Billions in ‘upgrades’ – and not a drop more water to drink.

A one in 470,000-year dam. The Good Oil. Photoshop by Lushington Brady.

You think Wellington has water infrastructure issues? Spare a thought for rural Queensland towns, which are facing bills totalling around three billion dollars for new dam works.

Not to add any more water capacity, mind you. Despite many of them being drought-afflicted.

No, the upgrades are to spillways. You see, they have to be upgraded to protect people downstream from flooding events that might occur once in 470,000 years.

You think that’s ridiculous? Wait, there’s more!

Gordonbrook Dam, near Kingaroy, needs to have its spillway upgraded to protect about seven people downstream from a failure in a rare, potential ultra-extreme weather event.
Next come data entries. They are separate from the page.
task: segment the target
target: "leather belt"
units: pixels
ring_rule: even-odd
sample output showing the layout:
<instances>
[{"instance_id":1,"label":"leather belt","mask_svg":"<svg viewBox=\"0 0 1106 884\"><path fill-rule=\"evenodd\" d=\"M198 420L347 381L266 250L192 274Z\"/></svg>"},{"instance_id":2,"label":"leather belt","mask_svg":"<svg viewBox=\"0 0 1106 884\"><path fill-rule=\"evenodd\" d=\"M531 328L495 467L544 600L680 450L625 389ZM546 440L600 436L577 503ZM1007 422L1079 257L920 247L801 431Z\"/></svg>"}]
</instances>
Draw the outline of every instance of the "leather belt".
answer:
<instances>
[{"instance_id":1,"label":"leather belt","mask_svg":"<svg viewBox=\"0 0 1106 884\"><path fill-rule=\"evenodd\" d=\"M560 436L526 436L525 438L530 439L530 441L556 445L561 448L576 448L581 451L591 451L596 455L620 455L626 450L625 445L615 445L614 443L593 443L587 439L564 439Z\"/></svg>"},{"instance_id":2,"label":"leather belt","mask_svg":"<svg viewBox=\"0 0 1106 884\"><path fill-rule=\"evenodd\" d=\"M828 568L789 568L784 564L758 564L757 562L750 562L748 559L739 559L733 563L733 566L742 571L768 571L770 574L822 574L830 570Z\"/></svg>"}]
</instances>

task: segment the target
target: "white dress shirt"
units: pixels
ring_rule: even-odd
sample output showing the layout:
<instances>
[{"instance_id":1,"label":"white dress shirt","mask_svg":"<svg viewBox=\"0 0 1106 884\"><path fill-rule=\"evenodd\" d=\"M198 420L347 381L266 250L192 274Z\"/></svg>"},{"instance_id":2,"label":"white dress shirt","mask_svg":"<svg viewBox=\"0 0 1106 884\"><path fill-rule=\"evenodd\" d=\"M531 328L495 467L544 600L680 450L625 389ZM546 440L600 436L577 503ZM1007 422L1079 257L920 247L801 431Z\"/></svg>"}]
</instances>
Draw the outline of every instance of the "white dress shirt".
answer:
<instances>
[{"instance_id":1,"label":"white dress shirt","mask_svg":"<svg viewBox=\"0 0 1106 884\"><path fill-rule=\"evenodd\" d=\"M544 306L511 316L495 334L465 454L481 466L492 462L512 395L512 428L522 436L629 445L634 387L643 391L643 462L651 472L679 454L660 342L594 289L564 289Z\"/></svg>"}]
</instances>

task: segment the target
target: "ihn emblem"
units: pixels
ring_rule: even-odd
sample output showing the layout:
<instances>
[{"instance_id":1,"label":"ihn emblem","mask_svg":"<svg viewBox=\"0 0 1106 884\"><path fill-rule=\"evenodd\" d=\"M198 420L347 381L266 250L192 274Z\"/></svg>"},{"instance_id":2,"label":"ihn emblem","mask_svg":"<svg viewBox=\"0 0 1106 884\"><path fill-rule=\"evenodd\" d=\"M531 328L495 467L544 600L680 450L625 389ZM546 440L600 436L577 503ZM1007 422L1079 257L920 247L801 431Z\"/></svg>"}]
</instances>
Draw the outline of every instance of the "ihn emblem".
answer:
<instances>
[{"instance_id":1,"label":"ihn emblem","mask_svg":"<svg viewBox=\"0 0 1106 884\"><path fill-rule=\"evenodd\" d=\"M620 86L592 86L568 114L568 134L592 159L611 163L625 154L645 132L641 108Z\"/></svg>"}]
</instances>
That’s just scratching the surface, though.

Under new regulations in 2005, referable dams had upgrade targets instilled based on capacity to safely release floodwater.

Referable dams are those that would put two or more people at risk if the dam was to fail. There are 107 across the state.

The regulations are based on whether the risks are tolerable or intolerable based on the potential loss of life if a dam were to fail in significant weather events.

The calculations meant eight dams would need their spillways upgraded by 2025, while 30 would need to be upgraded by 2035.

For once, though, the ABC is strangely reluctant to touch on its otherwise favourite-ever topic: climate change. Oh, you just know climate change alarmism is behind all this.

Scientific advancements since many dams were designed and constructed mean engineers now have a better understanding of rainfall, hydrology (where the water flows), and the impact of climate change on the frequency and severity of weather events.

Ah, yes, the inescapable “impact of climate change”.

UNSW Water Research Centre PhD candidate Johan Visser said existing models of probable maximum precipitation have not been updated for at least 20 years, but recent meteorological events show that the climate is warming and making storms more intense and more frequent [...]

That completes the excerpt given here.